Getöse im Bienenbaum

Reichlich Nektar

Ein Bienenbaum steht in Konerts Garten. Und das seit fast 20 Jahren. Werner Konert ist Imker - und froh, dass er einen solchen Baum hat. Denn der liefert den Bienenvölkern reichlich Nektar und das in einer Zeit, in der andere Pflanzen schon ausgeblüht sind. Leser Hans Stelzig hat uns auf diesen besonderen Baum aufmerksam gemacht.

STADTLOHN

, 30.07.2015, 18:13 Uhr / Lesedauer: 1 min

Eigentlich stammt der Baum, der auch Honigbaum, Samthaarige Stinkesche, Tausendblütenbaum oder - ganz botanisch - als Euodia hupehensis bekannt ist, aus Ostasien, vorwiegend China, und war bis vor gut 50 Jahren in Europa weitgehend unbekannt. Erst im März 1983 verstärkte sich die Verbreitung in Deutschland. "Ein befreundeter Imker hat mir damals den Tipp gegeben", erklärt Werner Konert im Gespräch mit der Münsterland Zeitung. Der Baum steht von Ende Juni bis Oktober in voller Blüte.
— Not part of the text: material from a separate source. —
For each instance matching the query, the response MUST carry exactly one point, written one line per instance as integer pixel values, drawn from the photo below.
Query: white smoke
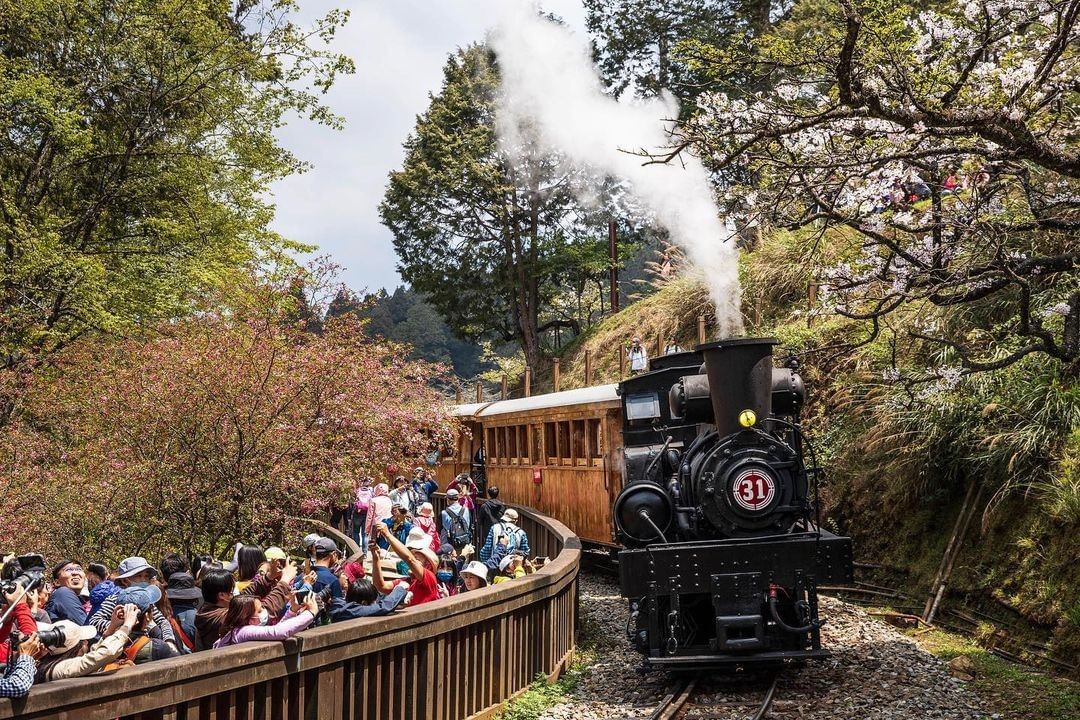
(551, 87)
Das ist vor allem für die Bruterneuerung der Bienen wichtig. "Wenn man dann unter dem Baum steht, glaubt man, man stehe unter der Orgel im Kölner Dom", beschreibt Konert das Gebrumme der Bienen und Hummeln, die auf Nektarsuche sind.

Artenvielfalt

Aber auch andere Insekten fühlen sich in dem fast 18 Meter großen Baum mit den weißen Blütenrispen bei Konerts wohl. Schmetterlinge und Schwebefliegen werden von den duftenden Blättern angelockt. Aber auch Vögel profitieren von den Samen, kleine rot-braune Kapseln, die der Baum abwirft, und Regenwürmer verarbeiten die heruntergefallenen Blätter. "Das ist schon ein Riesenkerl", sagt Konert stolz. Dabei sei der Platz, an dem der Baum seine Wurzeln schlägt, ein alter Fuhrweg, der nach dem Krieg mit Bombenschutt aufgefüllt wurde.

Baum für Spielplatz

Bei einem Imker in Gescher hat er mal einen weiteren Bienenbaum gesehen. "Das war aber eher ein Busch", so Konert weiter. Ansonsten kenne er keine weiteren Bienenbäume in der Region. Dabei wäre die Stinkesche eine gute Ergänzung zur Monokultur der Maisfelder, die immer weniger Nahrung für Insekten lieferten.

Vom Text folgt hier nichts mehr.